Sin embargo, lo anterior implica padecer un calvario: Venezuela ostenta el último lugar de Latinoamérica en velocidad de conexión, con un promedio de 5 a 7 mbps; la censura digital se impone en todos los medios privados con bloqueos temporales o permanentes de HTTP, ataques DDoS, filtrados SNI y bloqueos de DNS que dificultan o imposibilitan acceder a esos sitios, lo que afecta portales como La PatillaEl PitazoEl Nacional y Efecto Cocuyo; tal situación no solo se aplica a medios nacionales, sino también internacionales. A esto hay que sumar los cotidianos apagones y ataques a los periodistas.

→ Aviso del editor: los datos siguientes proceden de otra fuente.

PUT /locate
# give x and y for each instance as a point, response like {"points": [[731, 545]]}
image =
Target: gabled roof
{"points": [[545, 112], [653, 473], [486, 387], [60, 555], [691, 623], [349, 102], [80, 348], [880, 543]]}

Por ello, en Venezuela la narrativa informativa la domina el Gobierno y es una narrativa que siempre lo favorece, en la que nunca pasa nada y según la que, si algo está pasando, es por culpa del «imperio» o de la «alianza de Duque con Biden y Bolsonaro». Los pocos medios que sobreviven para hacer contrapeso a tal narrativa no solo trabajan con recursos extremadamente limitados, en términos logísticos y financieros, sino con miedo, porque es habitual ser perseguido, detenido o robado por las fuerzas de seguridad.

En la Venezuela de Nicolás Maduro, o del poschavismo, la libertad de prensa se ha posicionado en el lugar 159 entre 180 países, según Reporteros Sin Fronteras. Solo en 2021, el Colegio Nacional de Periodistas registró 251 agresiones a periodistas. Según el Colegio Nacional de Periodistas de Venezuela, hubo 55 bloqueos a medios digitales, 28 hostigamientos, 46 impedimentos de cobertura y 18 detenciones arbitrarias, entre las cuales se registra la que relato aquí.

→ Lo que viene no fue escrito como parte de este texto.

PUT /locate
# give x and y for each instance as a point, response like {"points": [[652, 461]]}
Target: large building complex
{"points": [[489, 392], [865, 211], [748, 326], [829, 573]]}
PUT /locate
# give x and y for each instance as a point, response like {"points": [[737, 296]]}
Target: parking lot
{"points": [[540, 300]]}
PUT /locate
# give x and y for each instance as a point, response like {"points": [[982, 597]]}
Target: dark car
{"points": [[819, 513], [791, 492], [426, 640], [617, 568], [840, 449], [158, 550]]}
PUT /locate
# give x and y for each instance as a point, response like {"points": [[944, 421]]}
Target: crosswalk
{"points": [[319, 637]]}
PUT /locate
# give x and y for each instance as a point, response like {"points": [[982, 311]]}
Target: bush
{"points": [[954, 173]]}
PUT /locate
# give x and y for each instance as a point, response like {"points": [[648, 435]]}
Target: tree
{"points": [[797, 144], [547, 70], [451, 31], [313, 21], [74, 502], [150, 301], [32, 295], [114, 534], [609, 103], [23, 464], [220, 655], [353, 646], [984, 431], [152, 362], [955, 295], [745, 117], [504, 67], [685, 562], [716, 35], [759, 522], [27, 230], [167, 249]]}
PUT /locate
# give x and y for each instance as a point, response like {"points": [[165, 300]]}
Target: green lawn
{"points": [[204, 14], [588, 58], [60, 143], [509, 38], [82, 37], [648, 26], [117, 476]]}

Vivir todo ello en tiempo real, en la calle, constituye un panorama tragicómico, porque los funcionarios militares o policiales que agreden lo hacen muchas veces sin convicción y te dan a entender que están obligados a hacerlo. Otros son –no hay otro término para llamarlos– sádicos. Porque no sueltan prenda, no dicen nada, no respetan su propia ley ni tampoco el sentido común. Ser detenido por unas horas es una situación bastante común durante el ejercicio periodístico en Venezuela y viene acompañado por la exigencia de borrar todo el material que se haya grabado y ser expulsado de la zona, lo que concluye con una amenaza de prisión si no acatas las órdenes.

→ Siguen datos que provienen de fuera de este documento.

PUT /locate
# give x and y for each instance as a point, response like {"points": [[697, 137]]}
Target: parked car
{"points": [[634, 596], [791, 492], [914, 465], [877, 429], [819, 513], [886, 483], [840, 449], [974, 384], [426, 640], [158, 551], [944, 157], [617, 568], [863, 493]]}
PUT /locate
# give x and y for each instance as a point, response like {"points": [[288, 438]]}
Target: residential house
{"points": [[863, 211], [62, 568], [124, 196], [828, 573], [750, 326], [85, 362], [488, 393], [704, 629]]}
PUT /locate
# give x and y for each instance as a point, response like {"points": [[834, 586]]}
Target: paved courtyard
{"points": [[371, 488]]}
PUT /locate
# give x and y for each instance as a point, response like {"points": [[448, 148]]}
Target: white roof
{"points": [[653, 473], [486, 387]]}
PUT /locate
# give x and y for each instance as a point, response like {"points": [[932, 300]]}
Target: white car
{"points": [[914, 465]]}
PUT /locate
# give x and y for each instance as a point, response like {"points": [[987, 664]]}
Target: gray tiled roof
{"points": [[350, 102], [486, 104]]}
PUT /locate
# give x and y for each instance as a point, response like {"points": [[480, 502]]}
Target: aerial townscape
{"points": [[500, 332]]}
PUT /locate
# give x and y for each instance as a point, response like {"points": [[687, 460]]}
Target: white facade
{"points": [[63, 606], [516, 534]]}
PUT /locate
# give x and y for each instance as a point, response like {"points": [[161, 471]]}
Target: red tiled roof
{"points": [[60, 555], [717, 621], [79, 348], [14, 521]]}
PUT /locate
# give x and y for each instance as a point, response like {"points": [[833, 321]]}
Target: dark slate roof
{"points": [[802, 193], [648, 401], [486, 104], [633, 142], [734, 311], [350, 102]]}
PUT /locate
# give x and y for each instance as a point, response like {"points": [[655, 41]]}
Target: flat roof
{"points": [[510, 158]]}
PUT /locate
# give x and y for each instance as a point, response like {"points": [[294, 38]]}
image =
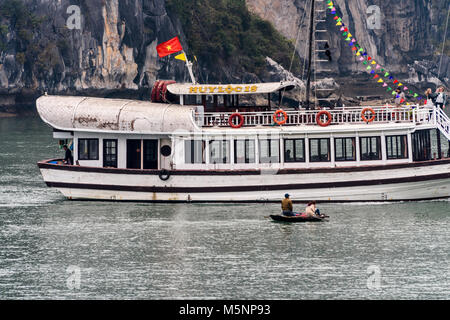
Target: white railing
{"points": [[442, 121], [349, 115]]}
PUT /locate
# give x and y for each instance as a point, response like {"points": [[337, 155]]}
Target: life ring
{"points": [[164, 175], [363, 115], [319, 121], [241, 120], [275, 117]]}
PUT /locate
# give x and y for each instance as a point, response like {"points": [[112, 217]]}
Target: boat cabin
{"points": [[139, 135]]}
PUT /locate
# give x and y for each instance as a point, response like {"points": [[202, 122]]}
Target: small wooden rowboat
{"points": [[301, 218]]}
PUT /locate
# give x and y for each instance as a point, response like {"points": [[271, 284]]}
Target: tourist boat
{"points": [[149, 151], [217, 143]]}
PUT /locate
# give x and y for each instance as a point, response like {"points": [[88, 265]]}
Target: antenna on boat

Los dos camarógrafos del Gobierno que estaban con Madelein García nos enfrentaron a Luis Gonzalo y a mí con un celular, mientras nos grababan y nos hacían preguntas. Grosera y provocativamente, acercándonos el celular a la cara hasta casi pegárnoslo, nos empezaron a decir que éramos unos mercenarios de la información, espías del imperio y del Gobierno colombiano, que habíamos ido a la zona a desinformar, a manchar la actuación de los militares. Que no teníamos por qué estar ahí. Ese video, que había sido grabado con la intención de manipularnos, no lo publicaron.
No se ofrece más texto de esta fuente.